News Article | February 16, 2017
(AP) — The Associated Press is teaming up with the Howard Hughes Medical Institute's Department of Science Education to expand its coverage of science, medicine and health journalism. The initial collaboration includes two pilot projects. With the first project, AP will create and distribute a series of stories, profiles, videos and graphics focusing on genetic medicine. The second project will look at a variety of science topics in the news that will help readers stay current on the latest science research and make informed decisions on topics ranging from the environment, to public health. "This collaboration brings wider attention and new storytelling tools to evidence-based, factual science," AP Executive Editor Sally Buzbee said. HHMI, based in Chevy Chase, Maryland, supports the advancement of biomedical research and science education. The organization's origin dates back to the late 1940s when a small group of physicians and scientists advised Hughes. The medical institute was created in 1953. The primary purpose of the organization is to promote human knowledge in the field of the basic sciences and its effective application for the benefit of mankind, according to its charter. In fiscal 2016, it provided $663 million in U.S. biomedical research and $86 million in grants and other support for science education. HHMI's Department of Science Education, the largest private, nonprofit supporter of science education in the country, will provide funding for the AP projects.
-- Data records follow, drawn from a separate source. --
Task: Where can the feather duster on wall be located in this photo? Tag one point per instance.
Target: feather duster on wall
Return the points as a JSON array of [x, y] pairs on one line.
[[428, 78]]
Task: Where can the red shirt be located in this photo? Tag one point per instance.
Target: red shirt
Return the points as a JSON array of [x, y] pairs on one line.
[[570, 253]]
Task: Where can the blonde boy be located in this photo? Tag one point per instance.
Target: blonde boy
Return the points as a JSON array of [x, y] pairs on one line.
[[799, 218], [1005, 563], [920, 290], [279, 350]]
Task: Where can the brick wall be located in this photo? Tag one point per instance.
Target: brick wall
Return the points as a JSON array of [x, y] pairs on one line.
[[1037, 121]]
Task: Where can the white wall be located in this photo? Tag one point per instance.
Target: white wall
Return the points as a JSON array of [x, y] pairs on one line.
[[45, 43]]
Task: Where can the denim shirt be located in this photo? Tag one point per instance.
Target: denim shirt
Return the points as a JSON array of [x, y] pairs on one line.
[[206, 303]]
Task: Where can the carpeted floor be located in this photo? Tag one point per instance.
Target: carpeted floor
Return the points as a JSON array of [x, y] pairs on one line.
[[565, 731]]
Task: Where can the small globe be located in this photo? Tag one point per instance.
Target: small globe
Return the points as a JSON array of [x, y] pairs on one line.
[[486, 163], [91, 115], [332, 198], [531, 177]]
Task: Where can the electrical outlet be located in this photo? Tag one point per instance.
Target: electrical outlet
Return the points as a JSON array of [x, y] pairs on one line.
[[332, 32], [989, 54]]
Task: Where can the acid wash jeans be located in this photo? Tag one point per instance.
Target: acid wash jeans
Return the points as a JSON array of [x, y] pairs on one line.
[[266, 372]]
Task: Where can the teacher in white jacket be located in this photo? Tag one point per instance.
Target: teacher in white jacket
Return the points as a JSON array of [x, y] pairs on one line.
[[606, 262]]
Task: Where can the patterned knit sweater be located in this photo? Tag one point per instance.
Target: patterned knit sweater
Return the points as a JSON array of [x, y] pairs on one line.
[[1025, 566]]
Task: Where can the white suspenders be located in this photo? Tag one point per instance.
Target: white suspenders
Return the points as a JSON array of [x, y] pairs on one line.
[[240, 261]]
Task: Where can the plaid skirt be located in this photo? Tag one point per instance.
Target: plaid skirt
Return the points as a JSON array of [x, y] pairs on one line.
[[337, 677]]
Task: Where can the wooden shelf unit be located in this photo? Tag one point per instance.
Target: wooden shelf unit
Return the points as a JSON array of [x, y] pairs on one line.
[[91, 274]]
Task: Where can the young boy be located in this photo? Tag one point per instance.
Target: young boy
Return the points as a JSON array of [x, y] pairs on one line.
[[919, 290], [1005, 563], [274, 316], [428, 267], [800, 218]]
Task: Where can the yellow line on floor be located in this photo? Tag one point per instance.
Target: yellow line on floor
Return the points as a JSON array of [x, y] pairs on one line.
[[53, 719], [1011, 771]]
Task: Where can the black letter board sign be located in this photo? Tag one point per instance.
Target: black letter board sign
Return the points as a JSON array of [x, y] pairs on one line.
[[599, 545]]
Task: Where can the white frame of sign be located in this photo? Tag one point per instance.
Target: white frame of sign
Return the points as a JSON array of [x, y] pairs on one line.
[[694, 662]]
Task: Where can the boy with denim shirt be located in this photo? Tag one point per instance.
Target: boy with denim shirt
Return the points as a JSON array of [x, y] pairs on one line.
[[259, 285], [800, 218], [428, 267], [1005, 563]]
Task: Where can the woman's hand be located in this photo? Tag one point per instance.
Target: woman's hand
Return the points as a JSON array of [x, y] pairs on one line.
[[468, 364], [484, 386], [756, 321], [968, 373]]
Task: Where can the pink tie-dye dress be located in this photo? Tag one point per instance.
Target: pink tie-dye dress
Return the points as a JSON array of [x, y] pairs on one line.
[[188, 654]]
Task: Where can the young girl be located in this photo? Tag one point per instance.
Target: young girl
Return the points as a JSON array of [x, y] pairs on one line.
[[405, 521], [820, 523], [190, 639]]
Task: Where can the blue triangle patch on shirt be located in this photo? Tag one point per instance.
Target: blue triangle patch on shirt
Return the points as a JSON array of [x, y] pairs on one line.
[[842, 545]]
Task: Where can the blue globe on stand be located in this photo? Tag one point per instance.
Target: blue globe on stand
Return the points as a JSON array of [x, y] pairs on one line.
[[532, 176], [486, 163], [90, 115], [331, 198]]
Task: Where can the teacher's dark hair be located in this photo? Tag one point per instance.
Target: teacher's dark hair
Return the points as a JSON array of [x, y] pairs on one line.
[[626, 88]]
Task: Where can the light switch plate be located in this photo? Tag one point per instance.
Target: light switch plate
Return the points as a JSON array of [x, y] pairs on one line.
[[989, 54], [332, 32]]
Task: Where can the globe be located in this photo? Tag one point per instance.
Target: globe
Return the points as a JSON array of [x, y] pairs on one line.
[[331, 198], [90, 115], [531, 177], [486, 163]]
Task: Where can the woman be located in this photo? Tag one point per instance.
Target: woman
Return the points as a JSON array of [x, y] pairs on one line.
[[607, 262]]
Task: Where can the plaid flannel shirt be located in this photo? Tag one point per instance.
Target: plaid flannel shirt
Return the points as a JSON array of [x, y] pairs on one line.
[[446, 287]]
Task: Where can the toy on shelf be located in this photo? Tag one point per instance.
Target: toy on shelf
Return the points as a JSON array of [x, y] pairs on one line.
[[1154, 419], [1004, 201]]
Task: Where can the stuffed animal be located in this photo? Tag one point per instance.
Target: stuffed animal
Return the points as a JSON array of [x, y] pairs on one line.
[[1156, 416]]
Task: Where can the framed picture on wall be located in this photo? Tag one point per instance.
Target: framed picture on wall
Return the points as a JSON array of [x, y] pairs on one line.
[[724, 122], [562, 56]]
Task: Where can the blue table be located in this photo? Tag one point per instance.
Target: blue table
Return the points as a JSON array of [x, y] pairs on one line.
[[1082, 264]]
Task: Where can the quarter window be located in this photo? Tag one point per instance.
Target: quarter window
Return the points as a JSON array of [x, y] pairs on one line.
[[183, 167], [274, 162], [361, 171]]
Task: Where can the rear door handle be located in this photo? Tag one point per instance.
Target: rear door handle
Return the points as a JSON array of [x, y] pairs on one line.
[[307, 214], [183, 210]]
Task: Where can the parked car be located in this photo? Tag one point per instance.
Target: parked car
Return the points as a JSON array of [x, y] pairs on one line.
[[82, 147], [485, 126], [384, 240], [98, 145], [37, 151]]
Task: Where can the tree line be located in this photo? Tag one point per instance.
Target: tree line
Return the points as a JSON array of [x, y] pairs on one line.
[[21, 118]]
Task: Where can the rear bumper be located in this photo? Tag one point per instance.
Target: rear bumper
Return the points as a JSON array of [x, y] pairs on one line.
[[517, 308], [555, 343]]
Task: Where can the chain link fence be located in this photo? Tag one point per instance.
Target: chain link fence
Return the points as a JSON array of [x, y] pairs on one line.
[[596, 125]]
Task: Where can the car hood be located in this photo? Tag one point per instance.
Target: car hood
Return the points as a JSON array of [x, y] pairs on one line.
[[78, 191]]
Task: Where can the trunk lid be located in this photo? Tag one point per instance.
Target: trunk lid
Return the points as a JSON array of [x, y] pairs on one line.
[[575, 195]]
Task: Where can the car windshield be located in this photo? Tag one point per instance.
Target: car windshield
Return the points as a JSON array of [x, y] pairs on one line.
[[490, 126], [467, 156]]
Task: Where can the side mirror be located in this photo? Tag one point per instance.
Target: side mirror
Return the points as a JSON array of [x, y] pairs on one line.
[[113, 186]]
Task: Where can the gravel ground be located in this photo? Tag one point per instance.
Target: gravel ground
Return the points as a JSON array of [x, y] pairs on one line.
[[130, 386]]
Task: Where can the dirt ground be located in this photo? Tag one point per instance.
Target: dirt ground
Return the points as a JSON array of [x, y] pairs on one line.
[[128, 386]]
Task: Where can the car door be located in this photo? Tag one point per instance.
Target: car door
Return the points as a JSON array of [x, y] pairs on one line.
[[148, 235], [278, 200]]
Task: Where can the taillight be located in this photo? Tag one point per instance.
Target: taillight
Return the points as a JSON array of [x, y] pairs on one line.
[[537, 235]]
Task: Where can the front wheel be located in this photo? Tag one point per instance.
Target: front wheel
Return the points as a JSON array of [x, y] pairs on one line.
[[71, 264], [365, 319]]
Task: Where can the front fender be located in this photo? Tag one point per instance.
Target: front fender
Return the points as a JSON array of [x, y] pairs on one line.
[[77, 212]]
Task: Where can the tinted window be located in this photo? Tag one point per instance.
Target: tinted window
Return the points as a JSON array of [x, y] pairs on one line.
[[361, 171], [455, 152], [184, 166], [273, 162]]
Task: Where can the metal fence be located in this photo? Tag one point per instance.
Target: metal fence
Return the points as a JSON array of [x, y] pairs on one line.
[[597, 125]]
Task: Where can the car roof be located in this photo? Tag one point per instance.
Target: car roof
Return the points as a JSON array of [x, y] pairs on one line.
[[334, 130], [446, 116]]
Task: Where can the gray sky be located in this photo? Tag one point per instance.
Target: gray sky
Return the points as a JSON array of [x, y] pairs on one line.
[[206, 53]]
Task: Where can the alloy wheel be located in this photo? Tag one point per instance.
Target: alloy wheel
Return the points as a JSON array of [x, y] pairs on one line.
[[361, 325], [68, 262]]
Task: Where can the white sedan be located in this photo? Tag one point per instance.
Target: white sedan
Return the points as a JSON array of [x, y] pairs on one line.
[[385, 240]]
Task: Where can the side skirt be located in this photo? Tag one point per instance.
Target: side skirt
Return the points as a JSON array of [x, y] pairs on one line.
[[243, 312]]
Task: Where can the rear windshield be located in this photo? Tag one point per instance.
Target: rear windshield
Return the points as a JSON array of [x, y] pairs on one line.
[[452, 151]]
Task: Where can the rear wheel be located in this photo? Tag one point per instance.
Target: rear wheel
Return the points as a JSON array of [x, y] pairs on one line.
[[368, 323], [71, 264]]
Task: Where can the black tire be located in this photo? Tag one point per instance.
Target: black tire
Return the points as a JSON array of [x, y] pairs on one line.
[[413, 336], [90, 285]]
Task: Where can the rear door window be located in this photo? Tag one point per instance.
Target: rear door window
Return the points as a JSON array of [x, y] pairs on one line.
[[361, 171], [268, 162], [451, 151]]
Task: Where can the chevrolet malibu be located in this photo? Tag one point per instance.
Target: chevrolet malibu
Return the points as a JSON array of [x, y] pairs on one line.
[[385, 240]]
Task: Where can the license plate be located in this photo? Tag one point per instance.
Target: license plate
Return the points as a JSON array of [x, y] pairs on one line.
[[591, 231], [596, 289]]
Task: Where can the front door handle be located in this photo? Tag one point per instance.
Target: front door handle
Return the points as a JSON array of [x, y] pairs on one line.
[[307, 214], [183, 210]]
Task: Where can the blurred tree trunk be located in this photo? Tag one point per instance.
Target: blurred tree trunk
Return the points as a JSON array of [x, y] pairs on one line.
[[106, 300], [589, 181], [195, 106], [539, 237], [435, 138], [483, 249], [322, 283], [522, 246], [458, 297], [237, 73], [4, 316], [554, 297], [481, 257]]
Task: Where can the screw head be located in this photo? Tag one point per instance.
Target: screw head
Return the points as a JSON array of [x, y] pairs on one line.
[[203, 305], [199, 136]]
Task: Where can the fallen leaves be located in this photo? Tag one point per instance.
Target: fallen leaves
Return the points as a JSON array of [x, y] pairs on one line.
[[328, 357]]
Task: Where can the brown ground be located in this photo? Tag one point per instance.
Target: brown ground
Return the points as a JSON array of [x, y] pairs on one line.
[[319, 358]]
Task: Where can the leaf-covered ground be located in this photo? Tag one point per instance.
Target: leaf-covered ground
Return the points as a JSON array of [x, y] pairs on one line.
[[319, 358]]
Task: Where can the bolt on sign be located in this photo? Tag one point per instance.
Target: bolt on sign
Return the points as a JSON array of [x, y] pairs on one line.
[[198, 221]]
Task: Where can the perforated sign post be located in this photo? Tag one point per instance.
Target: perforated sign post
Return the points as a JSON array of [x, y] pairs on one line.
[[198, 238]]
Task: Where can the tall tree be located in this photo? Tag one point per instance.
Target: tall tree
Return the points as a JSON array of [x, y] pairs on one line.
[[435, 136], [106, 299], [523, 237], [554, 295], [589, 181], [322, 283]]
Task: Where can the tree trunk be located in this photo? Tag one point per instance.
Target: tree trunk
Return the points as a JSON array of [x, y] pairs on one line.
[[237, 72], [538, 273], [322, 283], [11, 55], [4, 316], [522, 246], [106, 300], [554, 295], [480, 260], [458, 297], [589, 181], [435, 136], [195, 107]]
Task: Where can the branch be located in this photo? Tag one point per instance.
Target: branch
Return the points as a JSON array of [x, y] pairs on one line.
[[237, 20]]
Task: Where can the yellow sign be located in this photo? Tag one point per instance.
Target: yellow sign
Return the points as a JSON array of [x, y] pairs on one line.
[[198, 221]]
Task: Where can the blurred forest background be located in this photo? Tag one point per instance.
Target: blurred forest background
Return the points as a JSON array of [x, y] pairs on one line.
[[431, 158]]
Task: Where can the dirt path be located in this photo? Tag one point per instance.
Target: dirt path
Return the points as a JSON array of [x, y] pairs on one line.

The funding will allow AP to increase the amount of science-related stories it provides to news organizations and add more journalists to support its current science reporting team. HHMI will also offer expert background information and educational material. While the AP will receive funding and utilize HHMI's expertise when crafting its content, it maintains full editorial control of published material. "We're proud to stand shoulder to shoulder with the world's most respected news organization to ensure that the best evidence around important scientific topics is presented clearly and distributed widely," said Sean B. Carroll, vice president of HHMI's Department of Science Education.